WNA KORBAN BOM TERORISME MASA LALU JALANI PROSES ASESMEN BNPT DAN LPSK
Bogor – Sebanyak 6 Warga Negara Asing (WNA) yang terdiri dari 4 WNA Jerman dan 2 WNA Belanda yang menjadi korban terorisme Bom Bali I tahun 2002, Bom JW Marriott II tahun 2009, dan Bom Thamrin tahun 2016, mengikuti kegiatan asesment yang dilakukan oleh Subdirektorat Pemulihan Korban Aksi Terorisme yang berada dibawah Direktorat Perlindungan, Deputi Bidang Pencegahan, Perlindungan, dan Deradikalisasi BNPT, bersama Lembaga Perlindungan Korban dan Saksi (LPSK), dilakukan pada 25-26 Oktober 2021. Kegiatan Assesment of The Victims of Terrorims kepada WNA yang menjadi korban terorisme masa lalu di Indonesia dilakukan secara daring.
Kepala Subdirektorat Pemulihan Korban Aksi Terorisme BNPT, Drs. Suyoko Djunaedi, M.M., yang didampingi oleh Kasubdit Bina Dalam Lapas BNPT, Kolonel (Czi) Roedy Widodo menghadiri kegiatan ini guna membuka jalannya kegiatan ini.

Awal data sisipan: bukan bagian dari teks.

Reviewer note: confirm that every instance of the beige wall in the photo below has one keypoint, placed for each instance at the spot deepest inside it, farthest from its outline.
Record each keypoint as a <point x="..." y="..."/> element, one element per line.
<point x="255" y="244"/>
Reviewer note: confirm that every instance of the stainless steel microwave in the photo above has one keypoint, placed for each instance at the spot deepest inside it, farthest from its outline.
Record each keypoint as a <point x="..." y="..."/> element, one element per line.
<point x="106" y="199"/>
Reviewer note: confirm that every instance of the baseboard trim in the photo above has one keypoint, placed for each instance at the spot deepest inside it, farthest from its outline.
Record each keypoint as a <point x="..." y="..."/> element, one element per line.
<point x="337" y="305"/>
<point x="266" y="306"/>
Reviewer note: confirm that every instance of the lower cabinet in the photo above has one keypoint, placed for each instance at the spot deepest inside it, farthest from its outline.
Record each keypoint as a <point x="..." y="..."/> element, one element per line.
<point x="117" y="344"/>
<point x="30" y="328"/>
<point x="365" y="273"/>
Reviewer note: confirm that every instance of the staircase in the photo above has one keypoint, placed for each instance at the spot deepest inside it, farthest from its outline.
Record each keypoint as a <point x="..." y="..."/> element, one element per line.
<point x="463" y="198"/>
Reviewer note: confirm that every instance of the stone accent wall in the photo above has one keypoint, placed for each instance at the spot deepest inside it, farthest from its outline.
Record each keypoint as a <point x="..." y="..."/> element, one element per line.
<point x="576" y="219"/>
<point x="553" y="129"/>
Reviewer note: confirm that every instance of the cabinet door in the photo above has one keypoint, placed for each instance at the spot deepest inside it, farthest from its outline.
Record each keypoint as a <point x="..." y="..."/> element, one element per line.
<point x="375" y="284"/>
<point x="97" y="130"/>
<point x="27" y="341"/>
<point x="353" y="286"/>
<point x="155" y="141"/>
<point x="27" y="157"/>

Mengawali sambutannya, Drs. Suyoko Djunaedi, M.M., menyampaikan rasa simpati yang mendalam kepada para korban dan keluarga korban yang hadir dalam kegiatan ini. Suyoko Djunaedi berharap keluarga korban dan para penyintas untuk terus bangkit dari kedukaan di masa lalu dengan semangat menciptakan perdamaian dan menatap masa depan dengan penuh harapan. Berjalannya kegiatan ini menjadi bukti kehadiran negara dalam merangkul para korban tindak pidana terorisme.
”Semoga dengan diselenggarakannya kegiatan ini dapat menjadi salah satu bukti bahwa Negara yakni Pemerintah Indonesia ada untuk Korban Tindak Pidana Terorisme, tidak hanya Warga Negara Indonesia melainkan juga hadir untuk Warga Negara Asing yang menjadi Korban Tindak Pidana Terorisme di Indonesia,” ujarnya.
Lebih lanjut, Kasubdit Pemulihan Korban BNPT menjelaskan proses assessment yang dijalani korban sebagai syarat penting bagi para korban untuk mendapatkan Surat Penetapan Korban yang diterbitkan oleh BNPT.
“Proses ini merupakan keabsahan bagi kami dalam mengasesmen para korban WNA, setelah hal tersebut terpenuhi, selanjutnya kami akan menerbitkan Surat Penetapan Korban Tindak Pidana Terosime kepada korban WNA yang telah memenuhi seluruh persyaratan yang ditetapkan oleh BNPT,” tambahnya.
Adapun para penyintas menjalani proses wawancara yang dilakukan kurang lebih selama 60 menit, yang terbagi menjadi 2 sesi. Sesi 1 asesmen dilakukan oleh BNPT selama 30 menit, lalu dilanjutkan sesi 2 asesmen oleh LPSK selama 30 menit. Wawancara dan Asesmen dilakukan untuk mengidentifikasi para korban berdasarkan kronologi kejadian, luka-luka yang dialami baik luka fisik maupun psikologis, berkas atau data-data pendukung dari korban, serta jenis bantuan atau layanan yang diterima para korban WNA terima, baik dari Pemerintah Indonesia atau dari Pemerintah tempat WNA tinggal.
Dalam kegiatan asesmen tersebut, Subdirektorat Pemulihan korban juga didampingi oleh Perwakilan dari Direktorat Kerjasama Bilateral, Deputi Bidang Kerjasama Internasional BNPT, Perwakilan Kementerian Luar Negeri, Perwakilan dari Kedutaan Besar negara WNA serta Perwakilan Kedutaan Besar Republik Indonesia.
Adapun kegiatan ini dilakukan sebagai wujud tugas Badan Nasional Penanggulangan Terorisme (BNPT) dalam Undang- Undang Nomor 5 tahun 2018 tentang tentang pemberantasan tindak pidana terorisme, khususnya pada pasal 43L Ayat 3 sebagai lembaga yang berwenang untuk mengeluarkan surat penetapan status korban tindak pidana terorisme masa lalu yang akan dijadikan dasar oleh Lembaga Perlindungan Saksi dan Korban untuk dasar pelayanan bantuan medis, psikologis, psikososial dan pengajuan kompensasi oleh korban terorisme masa lalu.